Let us keep p almost fixed and small. Classically p tells the distance how close the electron came to the nucleus. Classically, this determines a complex electromagnetic wave pattern which the electron sends.

Since the acceleration is toward the nucleus, the classical electron sends a dipole wave where most of the energy is aimed to the direction of the electron velocity, and behind it.

The dipole wave is weak and it contains relatively high frequencies (the length scale problem).

Let us concentrate on the wave which the electron sends directly forward: q is parallel with the velocity v of the electron. If q is small, then p gets a small contribution which is at a right angle to p.

Note that the 4-momentum p contains no energy. It is just spatial momentum. The propagator of p is little changed by the contribution from q.

We get a result:

The spectrum of q is determined by the electron propagator.

The spectrum is not a classical phenomenon. The classical wave contains a small amount of energy for every passing electron, and is dominated by very high frequencies if the electron comes very close to the nucleus.  The quantum output has no photon at all for most electrons, but a few electrons lose a large amount of energy to a single quantum.

Our photograph model of quantum field theory claims that the photograph tries to depict the classical process as well as it can, but is limited by the poor resolution of the photograph. The classical process drains a little bit of energy from every electron. The photograph model then decides to put the burden on a few electrons: they lose a full quantum of energy while most electrons lose nothing.

The electron propagator measures how much off-shell the electron is after the quantum of energy is confiscated from the electron. The more it is off-shell, the smaller the probability amplitude.

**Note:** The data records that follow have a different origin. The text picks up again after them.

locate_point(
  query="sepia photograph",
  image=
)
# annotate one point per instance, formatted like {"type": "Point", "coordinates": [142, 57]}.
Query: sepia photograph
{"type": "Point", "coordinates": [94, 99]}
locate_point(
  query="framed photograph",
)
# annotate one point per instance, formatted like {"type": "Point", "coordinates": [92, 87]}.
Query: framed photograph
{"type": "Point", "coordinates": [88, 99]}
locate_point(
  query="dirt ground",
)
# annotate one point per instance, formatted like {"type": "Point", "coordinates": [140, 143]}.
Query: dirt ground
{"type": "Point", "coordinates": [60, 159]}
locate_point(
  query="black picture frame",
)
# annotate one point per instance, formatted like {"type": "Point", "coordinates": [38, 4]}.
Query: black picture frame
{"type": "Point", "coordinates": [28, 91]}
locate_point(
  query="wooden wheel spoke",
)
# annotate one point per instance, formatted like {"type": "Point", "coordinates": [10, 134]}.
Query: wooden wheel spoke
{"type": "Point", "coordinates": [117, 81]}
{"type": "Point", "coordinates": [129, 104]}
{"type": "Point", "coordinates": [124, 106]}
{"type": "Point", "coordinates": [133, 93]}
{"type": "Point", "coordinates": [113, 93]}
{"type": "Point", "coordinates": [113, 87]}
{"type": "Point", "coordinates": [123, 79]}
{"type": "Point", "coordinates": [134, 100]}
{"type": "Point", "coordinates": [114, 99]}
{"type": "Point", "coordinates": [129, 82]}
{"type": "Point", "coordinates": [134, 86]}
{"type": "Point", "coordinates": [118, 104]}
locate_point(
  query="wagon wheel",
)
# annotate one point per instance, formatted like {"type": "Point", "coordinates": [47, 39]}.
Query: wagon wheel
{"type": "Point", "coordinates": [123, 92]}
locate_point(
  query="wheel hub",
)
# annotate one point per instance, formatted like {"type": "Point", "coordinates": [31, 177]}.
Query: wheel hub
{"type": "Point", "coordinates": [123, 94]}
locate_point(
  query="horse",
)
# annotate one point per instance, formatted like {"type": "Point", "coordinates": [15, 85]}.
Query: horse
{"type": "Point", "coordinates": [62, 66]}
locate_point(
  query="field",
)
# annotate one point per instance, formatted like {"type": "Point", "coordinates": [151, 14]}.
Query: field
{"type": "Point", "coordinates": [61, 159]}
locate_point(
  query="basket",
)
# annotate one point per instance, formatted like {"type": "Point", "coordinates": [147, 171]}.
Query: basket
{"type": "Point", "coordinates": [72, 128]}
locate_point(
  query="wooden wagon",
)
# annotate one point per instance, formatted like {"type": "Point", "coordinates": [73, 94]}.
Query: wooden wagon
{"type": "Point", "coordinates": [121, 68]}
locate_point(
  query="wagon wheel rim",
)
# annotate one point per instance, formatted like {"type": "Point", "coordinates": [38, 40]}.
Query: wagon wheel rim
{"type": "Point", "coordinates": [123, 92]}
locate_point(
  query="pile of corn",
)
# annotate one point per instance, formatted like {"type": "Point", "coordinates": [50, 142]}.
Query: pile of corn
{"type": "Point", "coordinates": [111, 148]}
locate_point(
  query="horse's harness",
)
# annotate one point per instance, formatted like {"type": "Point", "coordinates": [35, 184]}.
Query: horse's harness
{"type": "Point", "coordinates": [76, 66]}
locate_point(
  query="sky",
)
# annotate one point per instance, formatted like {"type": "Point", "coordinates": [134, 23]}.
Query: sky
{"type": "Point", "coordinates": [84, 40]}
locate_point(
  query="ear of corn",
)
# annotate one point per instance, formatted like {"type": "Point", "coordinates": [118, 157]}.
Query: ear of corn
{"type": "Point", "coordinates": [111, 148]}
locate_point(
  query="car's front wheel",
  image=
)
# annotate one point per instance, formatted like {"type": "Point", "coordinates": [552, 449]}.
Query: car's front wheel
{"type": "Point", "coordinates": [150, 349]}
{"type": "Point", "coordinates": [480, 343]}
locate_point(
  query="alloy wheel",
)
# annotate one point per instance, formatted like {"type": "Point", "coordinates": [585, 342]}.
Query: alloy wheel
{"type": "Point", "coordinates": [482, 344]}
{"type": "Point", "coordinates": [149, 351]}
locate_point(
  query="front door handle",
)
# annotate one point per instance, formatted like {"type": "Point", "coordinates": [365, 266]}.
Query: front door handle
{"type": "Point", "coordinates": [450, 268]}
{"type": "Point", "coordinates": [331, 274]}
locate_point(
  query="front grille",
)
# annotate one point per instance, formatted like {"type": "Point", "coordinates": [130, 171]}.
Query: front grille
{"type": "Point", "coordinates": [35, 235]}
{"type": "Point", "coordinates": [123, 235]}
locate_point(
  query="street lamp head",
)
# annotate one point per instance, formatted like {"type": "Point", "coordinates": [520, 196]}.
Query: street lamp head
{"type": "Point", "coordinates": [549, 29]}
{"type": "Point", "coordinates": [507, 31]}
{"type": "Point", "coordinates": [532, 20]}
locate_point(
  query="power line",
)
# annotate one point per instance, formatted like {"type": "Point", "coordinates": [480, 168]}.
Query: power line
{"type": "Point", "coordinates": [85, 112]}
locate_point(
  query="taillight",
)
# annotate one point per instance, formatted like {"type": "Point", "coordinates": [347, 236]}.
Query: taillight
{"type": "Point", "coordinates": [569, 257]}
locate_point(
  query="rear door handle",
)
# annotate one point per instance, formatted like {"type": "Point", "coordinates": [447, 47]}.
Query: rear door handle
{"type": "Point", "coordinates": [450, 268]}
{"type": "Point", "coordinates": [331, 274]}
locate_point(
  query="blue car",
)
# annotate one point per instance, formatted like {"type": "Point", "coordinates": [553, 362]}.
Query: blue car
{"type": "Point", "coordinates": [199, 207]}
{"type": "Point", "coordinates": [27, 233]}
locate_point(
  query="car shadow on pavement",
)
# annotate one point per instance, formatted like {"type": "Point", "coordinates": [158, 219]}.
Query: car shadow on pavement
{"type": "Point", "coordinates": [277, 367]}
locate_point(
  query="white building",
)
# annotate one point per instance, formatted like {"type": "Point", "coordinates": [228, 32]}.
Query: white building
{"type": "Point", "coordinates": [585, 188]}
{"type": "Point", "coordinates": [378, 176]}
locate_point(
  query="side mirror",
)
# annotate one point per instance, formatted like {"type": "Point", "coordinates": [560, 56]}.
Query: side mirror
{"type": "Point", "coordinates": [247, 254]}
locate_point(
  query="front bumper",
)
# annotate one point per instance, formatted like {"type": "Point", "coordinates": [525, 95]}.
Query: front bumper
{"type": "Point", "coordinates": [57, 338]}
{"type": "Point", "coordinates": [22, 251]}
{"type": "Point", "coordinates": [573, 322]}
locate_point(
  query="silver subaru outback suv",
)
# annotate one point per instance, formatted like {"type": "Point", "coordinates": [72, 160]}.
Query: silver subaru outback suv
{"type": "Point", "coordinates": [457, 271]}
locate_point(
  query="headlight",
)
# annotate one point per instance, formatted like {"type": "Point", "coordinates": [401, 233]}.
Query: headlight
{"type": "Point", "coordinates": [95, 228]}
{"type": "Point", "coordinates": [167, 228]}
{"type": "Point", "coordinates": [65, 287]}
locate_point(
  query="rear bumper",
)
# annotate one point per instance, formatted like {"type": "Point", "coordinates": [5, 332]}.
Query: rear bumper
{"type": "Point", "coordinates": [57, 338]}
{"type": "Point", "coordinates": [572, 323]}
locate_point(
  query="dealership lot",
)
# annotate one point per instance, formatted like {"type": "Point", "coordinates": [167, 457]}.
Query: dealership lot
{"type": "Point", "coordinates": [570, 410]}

Thus, the electron propagator favors low-energy photons.

The quantum behavior is determined by the path integral. We cannot explain the quantum behavior from classical physics. It is the interference of various paths which generates the quantum behavior.


An infrared divergence in the low-frequency photons in bremsstrahlung


Since the electron propagator favors low-frequency photons, it overestimates their number from the process. If we sum over all low frequencies, we may get an infinite sum.


Amita Kuttner (2016) studies the reaction

       e+  e-   ---->   μ+  μ-  γ,

that is, a collision of a high-energy pair produces a muon pair and a photon.

Kuttner writes that the infrared divergence in bremsstrahlung is canceled by another infrared divergence in the vertex correction of the process

       e+  e-   ---->   μ+  μ-.

The claim is strange. How can a correction to another process cancel the infinite energy of the photons in the first process?


The linked page claims that the infrared divergence in bremsstrahlung occurs in classical physics, too. The page suggests the same recipe as Amita Kuttner: let the infrared divergence in the vertex correction of elastic scattering cancel the infinite energy emitted in soft photons.

We need to investigate this. Is there really a divergence in classical bremsstrahlung?

Our photograph model would remove the quantum infrared divergence in this way: since the classical wave, which is produced by the passing electron, contains finite energy in very long wavelengths (actually, very little energy), then the quantum "photograph" of the process will contain at most that energy in very long wavelengths.

We need to find out the classical spectrum. Is there enough energy in very long wavelengths, so that every passing electron will send soft photons? Is there a classical infrared divergence? Is the classical calculation in Wikipedia correct?

The classical process in nonlinear. Usually it is impossible in mathematics to prove anything about nonlinear differential equations. We need to use heuristic arguments to show that the emitted energy in the classical process is finite.